The Russians angrily denied this, saying he was stubborn but that his only disability was that he was 'flat-footed'.
Officials said they have never witnessed such cruelty to a child after promising a 'new life'.
Unwanted Artem, eight next week, looked confused and bewildered as he was taken into care by Moscow social services.
[...]
It appears the child was also alone when he flew from Tennessee to Washington before boarding the flight to Moscow.
[...]
The official, who said he played with the child and talked to him, said the mother had another son called Logan.
'Artem said he made good friends with Logan,' he said. 'He was talking quite calmly about the family, but when he started to talk about his mother he began to cry, showing how she dragged him by the hair.'
[...]
She claimed he is 'mentally unstable' and that his problems were hidden from her by Russian orphanage officials before she adopted him.
'He is violent and has severe psychopathic issues/behaviour. I was lied to and misled by the Russian orphanage workers and director regarding his mental stability,' she wrote.
'They chose to grossly misrepresent those problems in order to get him out of their orphanage.'
[...]
Having bought a ticket and put the child on the plane, it seems
Hansen found a Russian tour guide on the internet who agreed to meet the child at the airport.
This man, called Artur, passed him to the authorities in central Moscow. Hansen agreed to pay Artur $200 for meeting the child, said officials.
[...]
They deny her claims about him having severe behavioural problems and being mentally unstable.
'Artem is normal for his age,' said the official. 'He is a little stubborn child, but this is not a problem for loving parents.
[...]
American psychotherapist Joe Soll told Russian media that the boy's rejection from his adopted family would have a serious impact.
'When you remove a child from a family, no matter what the circumstances are, it's a trauma,' he said.

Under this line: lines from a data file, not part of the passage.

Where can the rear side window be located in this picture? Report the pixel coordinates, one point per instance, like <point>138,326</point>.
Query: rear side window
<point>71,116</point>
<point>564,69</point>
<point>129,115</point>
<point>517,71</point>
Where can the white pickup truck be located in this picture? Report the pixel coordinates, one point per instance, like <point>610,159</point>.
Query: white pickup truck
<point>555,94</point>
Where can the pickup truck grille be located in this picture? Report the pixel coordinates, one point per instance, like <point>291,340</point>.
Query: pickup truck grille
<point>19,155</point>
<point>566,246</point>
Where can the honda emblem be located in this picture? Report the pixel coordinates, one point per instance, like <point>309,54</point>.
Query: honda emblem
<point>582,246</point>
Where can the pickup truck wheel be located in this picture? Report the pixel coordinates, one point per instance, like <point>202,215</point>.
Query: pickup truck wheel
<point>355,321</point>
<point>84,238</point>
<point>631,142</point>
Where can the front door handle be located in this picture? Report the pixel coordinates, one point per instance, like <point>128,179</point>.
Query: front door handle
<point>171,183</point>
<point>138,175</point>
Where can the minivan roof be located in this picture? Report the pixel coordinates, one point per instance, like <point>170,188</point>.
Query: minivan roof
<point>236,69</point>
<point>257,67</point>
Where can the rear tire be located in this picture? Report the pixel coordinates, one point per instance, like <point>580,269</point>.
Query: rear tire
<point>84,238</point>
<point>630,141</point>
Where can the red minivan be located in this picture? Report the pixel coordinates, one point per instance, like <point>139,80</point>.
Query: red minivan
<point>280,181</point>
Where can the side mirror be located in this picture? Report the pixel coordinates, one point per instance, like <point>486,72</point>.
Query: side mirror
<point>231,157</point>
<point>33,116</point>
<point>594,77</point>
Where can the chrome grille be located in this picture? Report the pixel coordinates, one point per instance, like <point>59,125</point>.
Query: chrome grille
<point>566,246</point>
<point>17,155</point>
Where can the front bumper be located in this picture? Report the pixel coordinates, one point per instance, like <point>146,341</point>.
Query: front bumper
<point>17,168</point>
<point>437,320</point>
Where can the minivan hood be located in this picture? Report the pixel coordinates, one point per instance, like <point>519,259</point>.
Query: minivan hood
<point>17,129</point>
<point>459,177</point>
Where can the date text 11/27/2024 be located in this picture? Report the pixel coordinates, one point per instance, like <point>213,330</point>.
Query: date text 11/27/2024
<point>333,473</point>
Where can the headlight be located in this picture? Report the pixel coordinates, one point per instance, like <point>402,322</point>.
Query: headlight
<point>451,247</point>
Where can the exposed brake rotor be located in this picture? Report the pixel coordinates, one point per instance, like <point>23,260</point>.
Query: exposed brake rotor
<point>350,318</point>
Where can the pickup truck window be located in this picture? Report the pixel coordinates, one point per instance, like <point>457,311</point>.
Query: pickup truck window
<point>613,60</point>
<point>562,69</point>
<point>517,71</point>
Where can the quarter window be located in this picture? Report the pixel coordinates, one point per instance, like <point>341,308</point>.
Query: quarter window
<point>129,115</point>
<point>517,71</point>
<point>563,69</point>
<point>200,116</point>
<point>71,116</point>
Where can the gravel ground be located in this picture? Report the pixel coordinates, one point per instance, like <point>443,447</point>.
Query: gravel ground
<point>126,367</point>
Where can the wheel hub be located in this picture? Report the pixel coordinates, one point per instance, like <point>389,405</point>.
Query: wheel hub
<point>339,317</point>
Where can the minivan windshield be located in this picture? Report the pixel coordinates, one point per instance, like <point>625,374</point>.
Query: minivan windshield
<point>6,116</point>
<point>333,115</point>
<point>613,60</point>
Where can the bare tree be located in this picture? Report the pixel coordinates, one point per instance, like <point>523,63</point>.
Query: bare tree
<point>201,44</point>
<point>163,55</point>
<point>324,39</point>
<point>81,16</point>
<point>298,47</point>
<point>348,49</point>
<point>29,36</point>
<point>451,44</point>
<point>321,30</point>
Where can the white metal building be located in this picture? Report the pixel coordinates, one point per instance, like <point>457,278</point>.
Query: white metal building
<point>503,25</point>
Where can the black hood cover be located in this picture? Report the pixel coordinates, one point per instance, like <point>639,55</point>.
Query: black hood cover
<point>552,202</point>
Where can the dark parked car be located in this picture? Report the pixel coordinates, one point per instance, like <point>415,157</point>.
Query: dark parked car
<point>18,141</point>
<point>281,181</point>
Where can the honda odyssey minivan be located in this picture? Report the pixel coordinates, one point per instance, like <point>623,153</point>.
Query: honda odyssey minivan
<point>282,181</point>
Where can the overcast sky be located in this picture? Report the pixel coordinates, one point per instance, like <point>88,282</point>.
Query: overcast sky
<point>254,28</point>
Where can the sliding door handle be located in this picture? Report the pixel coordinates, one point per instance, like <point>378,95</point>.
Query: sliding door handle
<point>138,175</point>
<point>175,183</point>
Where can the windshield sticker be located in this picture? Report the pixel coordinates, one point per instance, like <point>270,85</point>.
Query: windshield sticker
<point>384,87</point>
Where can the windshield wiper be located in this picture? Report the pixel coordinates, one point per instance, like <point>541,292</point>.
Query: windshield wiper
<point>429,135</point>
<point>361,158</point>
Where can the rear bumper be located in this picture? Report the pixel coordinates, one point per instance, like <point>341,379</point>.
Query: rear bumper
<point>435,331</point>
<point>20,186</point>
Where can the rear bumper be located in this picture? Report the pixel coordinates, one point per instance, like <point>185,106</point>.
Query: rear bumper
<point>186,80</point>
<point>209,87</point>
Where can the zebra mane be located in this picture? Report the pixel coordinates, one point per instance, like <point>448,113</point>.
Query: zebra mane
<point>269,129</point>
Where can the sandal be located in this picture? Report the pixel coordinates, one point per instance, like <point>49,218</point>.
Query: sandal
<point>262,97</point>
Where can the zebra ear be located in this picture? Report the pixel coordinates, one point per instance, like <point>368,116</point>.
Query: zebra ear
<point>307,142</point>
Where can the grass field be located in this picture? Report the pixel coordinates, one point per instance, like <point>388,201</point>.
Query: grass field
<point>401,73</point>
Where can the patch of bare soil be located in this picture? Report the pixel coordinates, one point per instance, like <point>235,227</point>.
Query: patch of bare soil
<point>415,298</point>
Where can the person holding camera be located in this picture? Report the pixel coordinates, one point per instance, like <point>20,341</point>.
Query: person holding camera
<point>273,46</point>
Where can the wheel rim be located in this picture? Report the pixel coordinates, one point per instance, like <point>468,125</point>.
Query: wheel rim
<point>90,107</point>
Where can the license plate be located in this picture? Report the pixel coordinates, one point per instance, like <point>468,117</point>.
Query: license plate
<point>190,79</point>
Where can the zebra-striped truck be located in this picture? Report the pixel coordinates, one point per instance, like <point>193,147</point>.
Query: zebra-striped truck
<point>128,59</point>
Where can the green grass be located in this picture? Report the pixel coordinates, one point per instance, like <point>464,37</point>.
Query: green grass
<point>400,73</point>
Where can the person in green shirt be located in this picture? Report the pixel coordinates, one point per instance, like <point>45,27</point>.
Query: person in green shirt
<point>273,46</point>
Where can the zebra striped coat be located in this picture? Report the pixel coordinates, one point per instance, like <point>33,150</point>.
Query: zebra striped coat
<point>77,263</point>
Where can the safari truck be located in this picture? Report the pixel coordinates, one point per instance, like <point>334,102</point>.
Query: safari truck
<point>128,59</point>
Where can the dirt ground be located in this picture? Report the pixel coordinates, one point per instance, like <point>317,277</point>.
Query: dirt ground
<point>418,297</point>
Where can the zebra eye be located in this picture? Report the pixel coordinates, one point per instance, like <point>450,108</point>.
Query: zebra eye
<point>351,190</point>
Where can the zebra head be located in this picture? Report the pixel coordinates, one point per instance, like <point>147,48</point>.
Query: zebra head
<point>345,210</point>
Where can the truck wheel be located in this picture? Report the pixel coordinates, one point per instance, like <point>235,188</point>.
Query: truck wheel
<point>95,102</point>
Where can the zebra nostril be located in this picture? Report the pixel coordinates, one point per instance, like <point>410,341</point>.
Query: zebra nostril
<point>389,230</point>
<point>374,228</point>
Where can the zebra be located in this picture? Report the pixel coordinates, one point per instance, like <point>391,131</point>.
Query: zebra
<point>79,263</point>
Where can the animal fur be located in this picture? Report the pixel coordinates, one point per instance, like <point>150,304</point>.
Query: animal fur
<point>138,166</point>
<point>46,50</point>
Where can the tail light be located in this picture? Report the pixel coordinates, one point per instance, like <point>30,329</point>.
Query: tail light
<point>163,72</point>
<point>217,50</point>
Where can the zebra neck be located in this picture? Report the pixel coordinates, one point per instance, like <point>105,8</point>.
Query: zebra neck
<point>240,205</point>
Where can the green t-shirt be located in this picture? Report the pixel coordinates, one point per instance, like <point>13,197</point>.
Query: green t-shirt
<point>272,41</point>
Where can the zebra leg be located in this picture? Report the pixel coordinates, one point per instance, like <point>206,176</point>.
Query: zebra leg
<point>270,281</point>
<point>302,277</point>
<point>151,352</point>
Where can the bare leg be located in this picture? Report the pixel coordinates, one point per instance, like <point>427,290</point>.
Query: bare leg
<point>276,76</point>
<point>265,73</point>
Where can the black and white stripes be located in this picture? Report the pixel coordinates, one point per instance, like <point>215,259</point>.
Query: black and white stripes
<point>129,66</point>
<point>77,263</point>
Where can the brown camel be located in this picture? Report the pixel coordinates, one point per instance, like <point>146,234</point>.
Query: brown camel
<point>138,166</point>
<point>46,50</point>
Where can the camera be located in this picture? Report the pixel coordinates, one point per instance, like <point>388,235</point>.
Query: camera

'We don't look at children who have been adopted as tramuatised, but they are. I don't think people are educated at all to understand what adoption is really about.'
The child's real mother Ekaterina was deprived of her parental rights because she was an alcoholic, officials said yesterday. She gave birth to the child at 19 and cared for him until he was six.
He was adopted by Hansen on 18 September 2009 in Russia and eleven days later she formally changed his name to Artem Justin Hansen.
Astakhov said the boy told him that neither he nor Logan went to school, but played at home in America. The boy spoke of a grandmother who shouted at him.